Die Pandemie zeigte außerdem die Schwächen der ökologischen Bewegungen in ganz Mesopotamien, dabei insbesondere den fehlenden engen Bezug zur breiten Bevölkerung. Andererseits bietet die Pandemie auch Möglichkeiten, mehr Menschen als sonst zu erreichen. Denn die Mehrheit der Bevölkerung sucht nach Antworten und Zukunftsperspektiven angesichts der zunehmenden ökonomischen Krise. Dafür sollten die sozialen Medien effektiver als bisher genutzt werden. Kurze Erklärungen mit visueller Unterstützung könnten sehr dabei helfen, da immer seltener längere Texte gelesen werden.

Bezüglich des geplanten 2. Wasserforum ­Mesopotamien wurde betont, dass aus allen Teilen Mesopotamiens eine aktive Beteiligung notwendig ist, da sonst ein, zwei geografische Gebiete dominieren. Insbesondere Iran und Rojava/Syrien sind noch unterrepräsentiert. Aufgefallen ist, dass die Aktivist*innen wegen der mangelnden gemeinsamen Sprachkenntnisse nur bedingt miteinander kommunizieren können.

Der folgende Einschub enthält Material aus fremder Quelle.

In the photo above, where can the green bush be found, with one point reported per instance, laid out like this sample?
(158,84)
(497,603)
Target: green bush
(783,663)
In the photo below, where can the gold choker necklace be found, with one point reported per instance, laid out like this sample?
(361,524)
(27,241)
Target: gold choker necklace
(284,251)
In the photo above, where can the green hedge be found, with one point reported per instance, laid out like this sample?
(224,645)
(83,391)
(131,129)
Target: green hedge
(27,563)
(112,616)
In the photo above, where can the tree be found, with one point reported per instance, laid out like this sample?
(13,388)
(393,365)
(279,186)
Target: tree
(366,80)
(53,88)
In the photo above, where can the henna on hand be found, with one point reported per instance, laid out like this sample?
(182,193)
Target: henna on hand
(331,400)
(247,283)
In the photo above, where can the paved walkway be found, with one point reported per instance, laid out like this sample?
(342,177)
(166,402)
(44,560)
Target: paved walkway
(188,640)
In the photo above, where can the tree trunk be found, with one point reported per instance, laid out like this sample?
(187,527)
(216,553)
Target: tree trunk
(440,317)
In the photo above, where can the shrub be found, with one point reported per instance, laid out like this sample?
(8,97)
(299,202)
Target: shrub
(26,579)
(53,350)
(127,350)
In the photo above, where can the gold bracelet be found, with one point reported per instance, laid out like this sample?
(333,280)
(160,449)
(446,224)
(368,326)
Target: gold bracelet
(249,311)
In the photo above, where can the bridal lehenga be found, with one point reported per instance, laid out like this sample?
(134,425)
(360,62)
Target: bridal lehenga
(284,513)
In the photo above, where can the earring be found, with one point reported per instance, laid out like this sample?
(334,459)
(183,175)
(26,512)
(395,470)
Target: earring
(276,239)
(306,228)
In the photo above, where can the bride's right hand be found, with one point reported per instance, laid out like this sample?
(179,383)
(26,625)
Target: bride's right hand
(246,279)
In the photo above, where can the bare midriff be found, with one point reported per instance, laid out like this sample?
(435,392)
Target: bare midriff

Grund dafür sind die Kolonialisierung durch westliche Staaten sowie die Politik der nachfolgenden Nationalstaaten. Dieses Problem muss auch durch mehr gemeinsames Engagement und regelmäßige Kampagnen überwunden werden.

Die virtuelle Versammlung hat dazu beigetragen, dass sich Aktivist*innen aus vier Staaten und mindestens sechs Ländern Mesopotamiens besser kennengelernt haben. Die demokratische Zivilgesellschaft Mesopotamiens hat begonnen, die Gesellschaften auf der anderen Seite der Grenzen zu verstehen. Und zwar durch eigenes Engagement und nicht durch die Bevormundung von Staaten, internationalen NGOs oder anderen Organisationen. Dies fördert tatsächlich nicht nur die sogenannte »Völkerverständigung«, sondern Solidarität und demokratisches Bewusstsein. Die virtuelle Versammlung wurde unter der Parole »Frieden durch Wasser« beendet.